When you combine the rising cost of diesel with a weak freight market, you have a trucking industry that is concerned about what 2017 will bring. The Wall Street Journal cites the American Transportation Research Institute that states fuel is one of the biggest expenses in the trucking industry, with diesel accounting for an average of 30% to 40% of a fleet’s spending. That’s a lot of money no matter how you look at it.
What Happened to Cause Rising Diesel Prices?
In case you missed it, the Organization of the Petroleum Exporting Countries agreed late last year to cut oil production.

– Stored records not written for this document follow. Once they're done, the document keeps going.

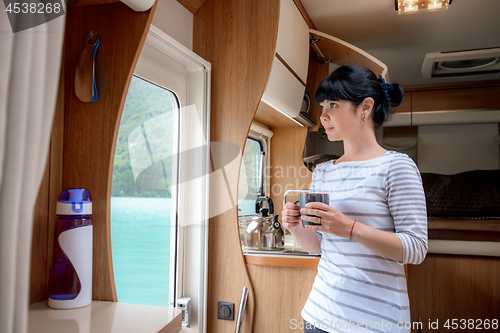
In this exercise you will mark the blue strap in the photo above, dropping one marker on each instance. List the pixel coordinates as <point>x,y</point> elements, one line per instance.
<point>95,97</point>
<point>386,87</point>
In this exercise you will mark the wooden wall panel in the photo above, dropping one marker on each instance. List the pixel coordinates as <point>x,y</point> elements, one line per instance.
<point>454,287</point>
<point>281,293</point>
<point>316,73</point>
<point>238,38</point>
<point>90,129</point>
<point>191,5</point>
<point>456,99</point>
<point>39,264</point>
<point>44,213</point>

With rising gas prices, truckers are now faced with more challenges than ever, as this expense can make it even more difficult to deal with a weak demand from shippers. Particularly when brokers are taking their cut off the top.

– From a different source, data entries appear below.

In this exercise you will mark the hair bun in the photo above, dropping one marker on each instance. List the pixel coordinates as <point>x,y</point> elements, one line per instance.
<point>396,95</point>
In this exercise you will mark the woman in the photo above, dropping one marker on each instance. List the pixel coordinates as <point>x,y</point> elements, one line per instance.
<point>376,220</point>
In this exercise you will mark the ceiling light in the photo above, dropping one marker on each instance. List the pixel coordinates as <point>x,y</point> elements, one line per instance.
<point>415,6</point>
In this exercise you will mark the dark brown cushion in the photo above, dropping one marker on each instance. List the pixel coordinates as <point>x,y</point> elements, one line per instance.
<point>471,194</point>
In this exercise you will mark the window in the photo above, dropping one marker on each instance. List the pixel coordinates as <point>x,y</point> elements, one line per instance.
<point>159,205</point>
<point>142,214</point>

What Will the Future Bring?
Despite the fact that the calendar turned to a new year, this hasn’t done much to bring an end to rising fuel costs.
In fact, the average price of both diesel and regular grade gasoline continues to skyrocket. For instance, the average diesel price in the United States has reached $2.56, which is an eight cent increase when compared to three weeks ago.

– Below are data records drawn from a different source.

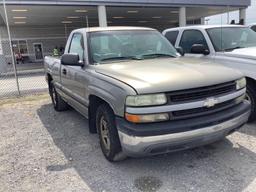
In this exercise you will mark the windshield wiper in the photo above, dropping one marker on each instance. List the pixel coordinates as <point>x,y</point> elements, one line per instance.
<point>155,55</point>
<point>120,58</point>
<point>233,48</point>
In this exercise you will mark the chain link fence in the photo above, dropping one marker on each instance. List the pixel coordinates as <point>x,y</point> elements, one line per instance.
<point>22,77</point>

With all this in mind, fleet owners are turning their attention to fleet management solutions that can help them save money, such as by keeping trucks on time and reducing the number of hours lost on the road and searching for parking.
There is no way of knowing what will happen to diesel prices as 2017 wears on, but the upward trend would mean even more budget changes for fleets. Only time will tell what’s to come.